Easily Configure Elasticsearch HTTPS Connection

In this tutorial, you will learn how to easily configure Elasticsearch HTTPS Connection. You can configure your Beats; Filebeat, Metricbeat, Packetbeat, Logstash, Kibana, to securely connect to Elasticsearch via SSL/TLS mutual communication between them.

Configuring Elasticsearch HTTPS Connection

Install and Setup ELK Stack

Before you can proceed, we assume that you have already installed and setup ELK stack. Otherwise, you can follow any of the guides below to install and setup Elastic Stack;

Install ELK Stack on Linux

Generate ELK Stack CA and Server TLS Certificates

Elasticsearch 8.x Autogenerated CA and TLS Certificates

In our setup, we are running Elastic Stack 8.x. When you deploy Elasticsearch 8.x, authentication and authorization, TLS for the transport and HTTP layers is enabled and configured by default.

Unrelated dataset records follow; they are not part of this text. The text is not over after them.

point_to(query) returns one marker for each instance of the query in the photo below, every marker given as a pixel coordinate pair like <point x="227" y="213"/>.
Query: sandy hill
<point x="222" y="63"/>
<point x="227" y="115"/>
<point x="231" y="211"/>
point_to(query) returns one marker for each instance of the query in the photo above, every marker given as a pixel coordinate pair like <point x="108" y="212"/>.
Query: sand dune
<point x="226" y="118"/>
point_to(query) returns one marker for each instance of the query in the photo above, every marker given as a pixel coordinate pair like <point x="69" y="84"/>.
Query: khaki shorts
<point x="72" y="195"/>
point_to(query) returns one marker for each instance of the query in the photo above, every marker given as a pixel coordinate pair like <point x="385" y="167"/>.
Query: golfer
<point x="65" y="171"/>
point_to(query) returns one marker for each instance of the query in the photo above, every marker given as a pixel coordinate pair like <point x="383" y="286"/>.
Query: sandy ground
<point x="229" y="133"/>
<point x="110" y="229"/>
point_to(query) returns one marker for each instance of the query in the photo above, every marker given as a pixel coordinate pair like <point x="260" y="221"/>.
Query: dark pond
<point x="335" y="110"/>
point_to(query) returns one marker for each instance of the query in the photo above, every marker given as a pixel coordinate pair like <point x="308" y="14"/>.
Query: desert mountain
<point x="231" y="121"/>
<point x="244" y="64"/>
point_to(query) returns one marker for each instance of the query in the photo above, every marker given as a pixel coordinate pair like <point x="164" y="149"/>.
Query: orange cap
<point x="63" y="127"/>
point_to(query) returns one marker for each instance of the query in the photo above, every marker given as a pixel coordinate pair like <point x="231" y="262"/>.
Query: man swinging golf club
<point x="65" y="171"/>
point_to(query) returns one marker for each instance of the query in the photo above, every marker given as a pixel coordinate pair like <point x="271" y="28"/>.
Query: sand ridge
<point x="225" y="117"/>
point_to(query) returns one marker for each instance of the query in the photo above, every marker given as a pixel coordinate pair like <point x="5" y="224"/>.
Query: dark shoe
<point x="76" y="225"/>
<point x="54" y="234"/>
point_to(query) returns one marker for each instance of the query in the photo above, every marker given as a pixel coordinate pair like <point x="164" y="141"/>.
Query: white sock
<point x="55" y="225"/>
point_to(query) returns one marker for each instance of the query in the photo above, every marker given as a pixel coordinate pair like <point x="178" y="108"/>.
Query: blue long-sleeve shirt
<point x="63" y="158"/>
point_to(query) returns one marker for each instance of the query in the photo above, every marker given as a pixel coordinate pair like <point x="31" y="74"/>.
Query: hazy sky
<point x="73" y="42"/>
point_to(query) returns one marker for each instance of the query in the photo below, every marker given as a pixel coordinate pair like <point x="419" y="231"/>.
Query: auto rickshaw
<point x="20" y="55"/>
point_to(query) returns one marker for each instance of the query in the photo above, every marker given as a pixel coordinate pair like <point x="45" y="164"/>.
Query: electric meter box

You can confirm this by checking the Elasticsearch 8.x configuration file, /etc/elasticsearch/elasticsearch.yml.

See sample configuration below;

#----------------------- BEGIN SECURITY AUTO CONFIGURATION -----------------------
#
# The following settings, TLS certificates, and keys have been automatically      
# generated to configure Elasticsearch security features on 10-04-2023 06:16:19
#
# --------------------------------------------------------------------------------

# Enable security features
xpack.security.enabled: true

xpack.security.enrollment.enabled: true

# Enable encryption for HTTP API client connections, such as Kibana, Logstash, and Agents
xpack.security.http.ssl:
  enabled: true
  keystore.path: certs/http.p12

# Enable encryption and mutual authentication between cluster nodes
xpack.security.transport.ssl:
  enabled: true
  verification_mode: certificate
  keystore.path: certs/transport.p12
  truststore.path: certs/transport.p12
# Create a new cluster with the current node only
# Additional nodes can still join the cluster later
cluster.initial_master_nodes: ["debian11"]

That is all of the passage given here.